To this end we remind you, that "covetousness is idolatry"; that the growing eagerness to get money, the widely-spread worship of money, and the lavish display of money, in much of our daily life, are manifestations of that idolatry. Christian men and women ought to ponder this, and to carry the resulting views of duty and piety into their business, their social life, their homes and families. We are sure that the need of this warning has, of late, grown largely among us; and that some of those wise scruples and restraints formerly, more, perhaps, than now, influencing good men's consciences in the pursuit and use of riches, and in the habits and amusements of social life, have been far too much relaxed. Hence come the sins of covetousness, of wasteful vanity, and of the robbery of GOD in withholding from His cause His due share of the worldly things intrusted to our control.

Nor may we omit to renew the warnings, more than once before given in the Pastoral Letters of your Bishops, against [12/13] some of those public amusements and exhibitions, from the sight and lessons of which, any true morality, to say nothing of pure religion, ought to make good men and women withdraw themselves, and most scrupulously keep their children.
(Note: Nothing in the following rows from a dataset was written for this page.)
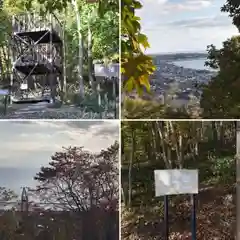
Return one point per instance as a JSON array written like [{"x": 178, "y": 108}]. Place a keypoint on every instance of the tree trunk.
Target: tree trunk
[
  {"x": 130, "y": 169},
  {"x": 80, "y": 50}
]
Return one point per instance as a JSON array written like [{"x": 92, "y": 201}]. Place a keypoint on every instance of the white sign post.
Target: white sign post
[
  {"x": 4, "y": 93},
  {"x": 175, "y": 182}
]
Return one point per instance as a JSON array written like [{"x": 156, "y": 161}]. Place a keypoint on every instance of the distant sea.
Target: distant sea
[
  {"x": 16, "y": 178},
  {"x": 197, "y": 63}
]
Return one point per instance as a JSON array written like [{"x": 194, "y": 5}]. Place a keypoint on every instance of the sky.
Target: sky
[
  {"x": 184, "y": 25},
  {"x": 26, "y": 146}
]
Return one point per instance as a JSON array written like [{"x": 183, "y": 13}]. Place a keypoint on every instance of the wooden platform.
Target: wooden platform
[
  {"x": 36, "y": 35},
  {"x": 40, "y": 69}
]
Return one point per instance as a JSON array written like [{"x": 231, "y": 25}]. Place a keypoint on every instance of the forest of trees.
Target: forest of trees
[
  {"x": 209, "y": 147},
  {"x": 76, "y": 192},
  {"x": 88, "y": 40}
]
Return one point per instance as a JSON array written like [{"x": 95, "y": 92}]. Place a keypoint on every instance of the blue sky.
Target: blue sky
[
  {"x": 184, "y": 25},
  {"x": 26, "y": 146}
]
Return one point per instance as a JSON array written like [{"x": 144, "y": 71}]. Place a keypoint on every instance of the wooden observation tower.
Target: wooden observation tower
[{"x": 37, "y": 54}]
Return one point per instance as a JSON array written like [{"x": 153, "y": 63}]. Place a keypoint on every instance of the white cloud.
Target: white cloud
[
  {"x": 186, "y": 25},
  {"x": 32, "y": 144}
]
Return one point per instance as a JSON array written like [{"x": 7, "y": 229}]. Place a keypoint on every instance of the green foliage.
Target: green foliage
[
  {"x": 136, "y": 66},
  {"x": 224, "y": 169},
  {"x": 233, "y": 7},
  {"x": 146, "y": 146},
  {"x": 143, "y": 109},
  {"x": 220, "y": 98}
]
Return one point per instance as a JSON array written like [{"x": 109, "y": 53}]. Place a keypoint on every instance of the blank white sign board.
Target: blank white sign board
[
  {"x": 111, "y": 70},
  {"x": 4, "y": 92},
  {"x": 175, "y": 181}
]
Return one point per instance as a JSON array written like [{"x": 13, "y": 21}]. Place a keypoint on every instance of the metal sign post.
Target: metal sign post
[
  {"x": 175, "y": 182},
  {"x": 194, "y": 227},
  {"x": 166, "y": 220}
]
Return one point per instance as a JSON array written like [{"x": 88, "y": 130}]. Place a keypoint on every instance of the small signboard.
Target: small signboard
[
  {"x": 4, "y": 92},
  {"x": 111, "y": 70},
  {"x": 24, "y": 86},
  {"x": 175, "y": 181}
]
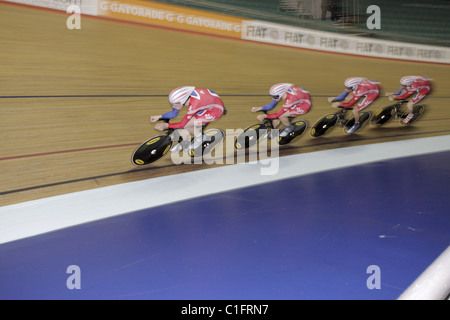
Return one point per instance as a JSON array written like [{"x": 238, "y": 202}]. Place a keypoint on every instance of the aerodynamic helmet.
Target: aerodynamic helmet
[
  {"x": 180, "y": 95},
  {"x": 278, "y": 90},
  {"x": 353, "y": 82},
  {"x": 408, "y": 80}
]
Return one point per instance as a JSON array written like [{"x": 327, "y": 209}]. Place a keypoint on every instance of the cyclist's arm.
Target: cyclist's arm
[
  {"x": 350, "y": 102},
  {"x": 402, "y": 93},
  {"x": 342, "y": 96},
  {"x": 170, "y": 115}
]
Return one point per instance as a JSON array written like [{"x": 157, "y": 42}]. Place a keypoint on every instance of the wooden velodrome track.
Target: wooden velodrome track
[{"x": 76, "y": 103}]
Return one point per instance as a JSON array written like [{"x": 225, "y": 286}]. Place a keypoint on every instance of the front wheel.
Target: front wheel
[
  {"x": 299, "y": 128},
  {"x": 383, "y": 115},
  {"x": 250, "y": 136}
]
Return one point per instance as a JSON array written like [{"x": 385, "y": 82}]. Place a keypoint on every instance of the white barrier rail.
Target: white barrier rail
[{"x": 433, "y": 283}]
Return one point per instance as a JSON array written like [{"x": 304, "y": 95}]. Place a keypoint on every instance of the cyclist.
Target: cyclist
[
  {"x": 203, "y": 105},
  {"x": 418, "y": 85},
  {"x": 296, "y": 102},
  {"x": 355, "y": 89}
]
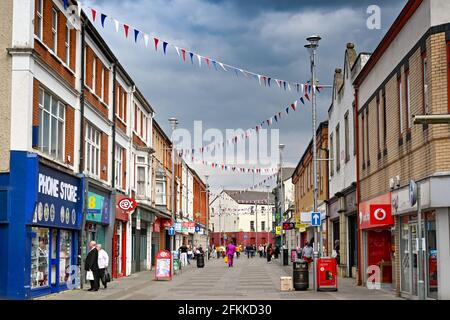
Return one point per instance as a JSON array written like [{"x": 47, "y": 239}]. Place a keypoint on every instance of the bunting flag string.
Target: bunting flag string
[
  {"x": 248, "y": 133},
  {"x": 263, "y": 80}
]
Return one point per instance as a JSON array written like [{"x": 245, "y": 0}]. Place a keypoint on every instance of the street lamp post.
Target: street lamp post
[
  {"x": 207, "y": 214},
  {"x": 281, "y": 199},
  {"x": 173, "y": 122},
  {"x": 312, "y": 47}
]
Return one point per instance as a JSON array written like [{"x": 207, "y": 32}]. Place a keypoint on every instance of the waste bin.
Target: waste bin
[
  {"x": 285, "y": 257},
  {"x": 300, "y": 275},
  {"x": 200, "y": 261}
]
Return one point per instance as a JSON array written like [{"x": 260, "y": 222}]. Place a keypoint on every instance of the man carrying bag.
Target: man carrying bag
[
  {"x": 103, "y": 261},
  {"x": 91, "y": 267}
]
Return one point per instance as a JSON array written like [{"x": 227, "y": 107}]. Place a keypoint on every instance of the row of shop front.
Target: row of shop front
[
  {"x": 381, "y": 237},
  {"x": 45, "y": 234}
]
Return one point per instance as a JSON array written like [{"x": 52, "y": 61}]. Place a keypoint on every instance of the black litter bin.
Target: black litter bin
[
  {"x": 200, "y": 261},
  {"x": 285, "y": 257},
  {"x": 300, "y": 275}
]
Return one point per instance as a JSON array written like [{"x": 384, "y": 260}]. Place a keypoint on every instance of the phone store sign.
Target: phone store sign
[{"x": 59, "y": 200}]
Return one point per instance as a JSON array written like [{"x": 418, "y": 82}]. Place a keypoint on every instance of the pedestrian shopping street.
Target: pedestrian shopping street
[{"x": 249, "y": 279}]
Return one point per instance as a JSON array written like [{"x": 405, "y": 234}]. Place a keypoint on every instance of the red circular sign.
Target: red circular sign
[{"x": 127, "y": 204}]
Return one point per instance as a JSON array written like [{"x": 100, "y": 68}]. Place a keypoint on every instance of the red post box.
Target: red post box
[{"x": 326, "y": 274}]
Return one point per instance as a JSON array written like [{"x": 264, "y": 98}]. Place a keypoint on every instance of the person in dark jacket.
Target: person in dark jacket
[{"x": 91, "y": 264}]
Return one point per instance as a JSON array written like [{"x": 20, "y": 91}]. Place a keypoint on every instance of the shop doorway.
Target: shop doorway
[
  {"x": 379, "y": 253},
  {"x": 352, "y": 245}
]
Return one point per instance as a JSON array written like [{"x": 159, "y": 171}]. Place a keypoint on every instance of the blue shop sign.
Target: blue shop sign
[
  {"x": 98, "y": 208},
  {"x": 59, "y": 200}
]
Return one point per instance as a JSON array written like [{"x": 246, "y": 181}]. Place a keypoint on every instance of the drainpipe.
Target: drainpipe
[
  {"x": 81, "y": 153},
  {"x": 358, "y": 186}
]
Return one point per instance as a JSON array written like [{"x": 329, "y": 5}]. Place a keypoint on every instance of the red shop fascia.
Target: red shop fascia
[
  {"x": 119, "y": 241},
  {"x": 376, "y": 220}
]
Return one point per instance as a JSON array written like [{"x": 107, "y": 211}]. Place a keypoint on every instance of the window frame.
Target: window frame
[
  {"x": 61, "y": 120},
  {"x": 92, "y": 145},
  {"x": 54, "y": 30}
]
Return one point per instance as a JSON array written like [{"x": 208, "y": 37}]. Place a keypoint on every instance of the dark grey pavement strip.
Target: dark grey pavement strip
[{"x": 249, "y": 279}]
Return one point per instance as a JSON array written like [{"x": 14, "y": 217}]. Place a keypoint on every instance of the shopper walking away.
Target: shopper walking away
[
  {"x": 230, "y": 250},
  {"x": 103, "y": 262},
  {"x": 307, "y": 252},
  {"x": 91, "y": 264},
  {"x": 183, "y": 255},
  {"x": 269, "y": 253}
]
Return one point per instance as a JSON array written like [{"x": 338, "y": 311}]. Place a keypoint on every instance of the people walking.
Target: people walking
[
  {"x": 230, "y": 250},
  {"x": 183, "y": 255},
  {"x": 91, "y": 265},
  {"x": 103, "y": 262},
  {"x": 307, "y": 252},
  {"x": 269, "y": 253}
]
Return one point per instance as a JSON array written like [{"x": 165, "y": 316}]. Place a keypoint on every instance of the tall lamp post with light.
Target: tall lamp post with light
[
  {"x": 173, "y": 123},
  {"x": 312, "y": 45}
]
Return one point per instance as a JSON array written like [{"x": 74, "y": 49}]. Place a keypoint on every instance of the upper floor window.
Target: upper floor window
[
  {"x": 118, "y": 154},
  {"x": 347, "y": 138},
  {"x": 39, "y": 18},
  {"x": 92, "y": 161},
  {"x": 54, "y": 30},
  {"x": 141, "y": 176},
  {"x": 51, "y": 125},
  {"x": 67, "y": 45}
]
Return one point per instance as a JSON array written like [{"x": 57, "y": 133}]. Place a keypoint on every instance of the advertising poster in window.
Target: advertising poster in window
[{"x": 97, "y": 208}]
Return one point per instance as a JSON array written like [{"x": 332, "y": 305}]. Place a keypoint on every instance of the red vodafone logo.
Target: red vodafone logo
[
  {"x": 381, "y": 215},
  {"x": 127, "y": 204}
]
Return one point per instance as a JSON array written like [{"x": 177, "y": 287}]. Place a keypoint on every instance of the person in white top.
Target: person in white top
[{"x": 103, "y": 262}]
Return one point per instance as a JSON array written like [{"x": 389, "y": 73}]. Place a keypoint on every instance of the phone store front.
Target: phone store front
[
  {"x": 378, "y": 242},
  {"x": 54, "y": 232}
]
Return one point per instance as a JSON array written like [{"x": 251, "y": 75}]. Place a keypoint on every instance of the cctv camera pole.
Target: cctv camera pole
[{"x": 312, "y": 46}]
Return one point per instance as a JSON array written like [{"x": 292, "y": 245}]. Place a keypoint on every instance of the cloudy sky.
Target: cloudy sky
[{"x": 263, "y": 36}]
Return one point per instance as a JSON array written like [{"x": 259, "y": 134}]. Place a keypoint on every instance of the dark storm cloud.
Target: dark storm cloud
[{"x": 263, "y": 36}]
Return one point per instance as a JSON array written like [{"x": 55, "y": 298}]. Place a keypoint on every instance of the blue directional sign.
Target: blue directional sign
[{"x": 315, "y": 219}]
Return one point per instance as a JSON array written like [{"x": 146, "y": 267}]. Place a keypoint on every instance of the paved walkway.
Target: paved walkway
[{"x": 252, "y": 279}]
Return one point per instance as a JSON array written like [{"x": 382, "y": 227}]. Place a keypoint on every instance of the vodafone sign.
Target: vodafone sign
[{"x": 376, "y": 215}]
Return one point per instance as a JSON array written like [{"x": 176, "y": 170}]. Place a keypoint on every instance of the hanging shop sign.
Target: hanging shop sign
[
  {"x": 98, "y": 208},
  {"x": 376, "y": 213},
  {"x": 59, "y": 199},
  {"x": 163, "y": 270}
]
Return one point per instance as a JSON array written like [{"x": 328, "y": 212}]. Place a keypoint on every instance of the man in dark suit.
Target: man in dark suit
[{"x": 91, "y": 264}]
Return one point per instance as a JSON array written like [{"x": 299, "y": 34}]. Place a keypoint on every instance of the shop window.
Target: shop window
[
  {"x": 65, "y": 245},
  {"x": 92, "y": 162},
  {"x": 40, "y": 257},
  {"x": 51, "y": 125}
]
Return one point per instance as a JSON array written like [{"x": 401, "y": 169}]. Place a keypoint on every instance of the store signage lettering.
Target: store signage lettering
[{"x": 52, "y": 187}]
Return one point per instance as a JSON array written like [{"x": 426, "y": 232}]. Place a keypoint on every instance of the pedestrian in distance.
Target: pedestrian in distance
[
  {"x": 184, "y": 255},
  {"x": 307, "y": 252},
  {"x": 91, "y": 265},
  {"x": 269, "y": 253},
  {"x": 230, "y": 250},
  {"x": 103, "y": 262}
]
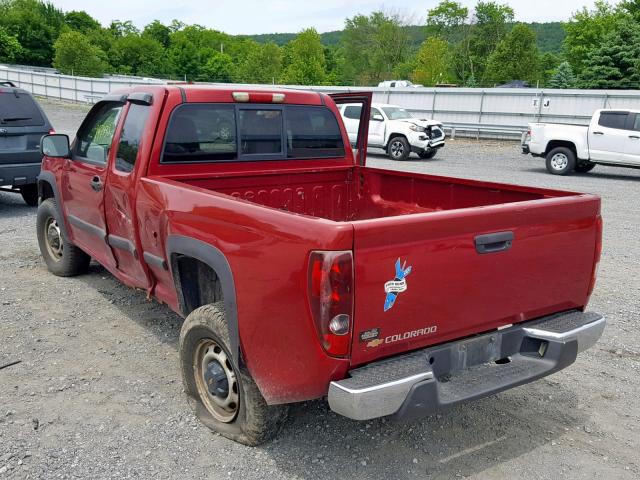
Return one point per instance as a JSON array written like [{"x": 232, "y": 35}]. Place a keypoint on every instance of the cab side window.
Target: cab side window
[
  {"x": 131, "y": 137},
  {"x": 96, "y": 133}
]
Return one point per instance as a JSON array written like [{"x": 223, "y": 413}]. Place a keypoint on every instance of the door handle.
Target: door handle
[
  {"x": 494, "y": 242},
  {"x": 96, "y": 183}
]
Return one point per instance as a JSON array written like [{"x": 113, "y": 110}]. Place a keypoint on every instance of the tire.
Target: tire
[
  {"x": 62, "y": 257},
  {"x": 237, "y": 409},
  {"x": 561, "y": 161},
  {"x": 30, "y": 194},
  {"x": 585, "y": 167},
  {"x": 398, "y": 149},
  {"x": 429, "y": 154}
]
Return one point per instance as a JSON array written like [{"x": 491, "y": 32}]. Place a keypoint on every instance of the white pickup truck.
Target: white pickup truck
[
  {"x": 612, "y": 138},
  {"x": 393, "y": 129}
]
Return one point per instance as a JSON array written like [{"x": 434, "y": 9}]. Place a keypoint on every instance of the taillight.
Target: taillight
[
  {"x": 597, "y": 255},
  {"x": 331, "y": 299}
]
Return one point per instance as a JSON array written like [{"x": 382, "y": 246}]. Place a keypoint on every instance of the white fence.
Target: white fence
[{"x": 488, "y": 112}]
The great and destructive sin of intemperance claims our anxious notice. That sin is, as all must see and lament, growing in our land. It can be met only by such distinct pastoral warnings and examples, and by such lessons and habits of self-denial in the home, as will train and keep the people of Christ, young and old, faithful to the vows of their high vocation.

Wherefore, Christian fathers, and Christian mothers, ask yourselves, earnestly and honestly, how far the nurture and admonition, which your children are receiving at your hands, in this most worldly age, are "the nurture and admonition of the LORD"; how far the pleasures and associations encouraged and allowed are compatible with the life of GOD in the soul of man; how far the books permitted to be read, and the ideas cherished in the minds of children, are leading them to "Seek first the Kingdom of GOD and His righteousness"; and, therefore, how far you are discharging, toward those whom GOD has given you, that household priesthood which exalts your position as parents, and commensurately increases your responsibility. If you are faithful to this solemn trust, then all the holiest interests of society are sure to feel the benefit of your fidelity. If you are unfaithful, not only will your sin be visited on those who are dearest to you, but worldliness, like a flood, will sweep away all that GOD has made our most precious heritage in His Holy Church. Of the effect of this on our country, it is not necessary that we should speak. Fearful indications of coming judgments are already before us. The history of empires, during the past year, is a warning, which need not be expounded, of that "swift destruction" which nations, as well as individuals, may bring upon their own heads, from a patient but just Creator.

To the Divine Redeemer of our souls, your Bishops fervently [13/14] commend the beloved flock, over which the Chief Shepherd has set them in authority. Love Him with a fervent love, and with an uncalculating devotion. Make proof of your gratitude for the unspeakable riches of His Gospel. "Bring presents, and come into His courts." But remember, also, to worship Him in the beauty of practical holiness. We live in days, which call for no stinted liberality, which demand the sacrifices of genuine love, which indicate that GOD is waiting to be gracious, if only His people will prepare themselves for His visitation.

The whle Church of Christ is giving tokens of His reviving presence. Grace, mercy, and peace be multiplied upon you, and upon all who love the LORD JESUS CHRIST in sincerity. Amen.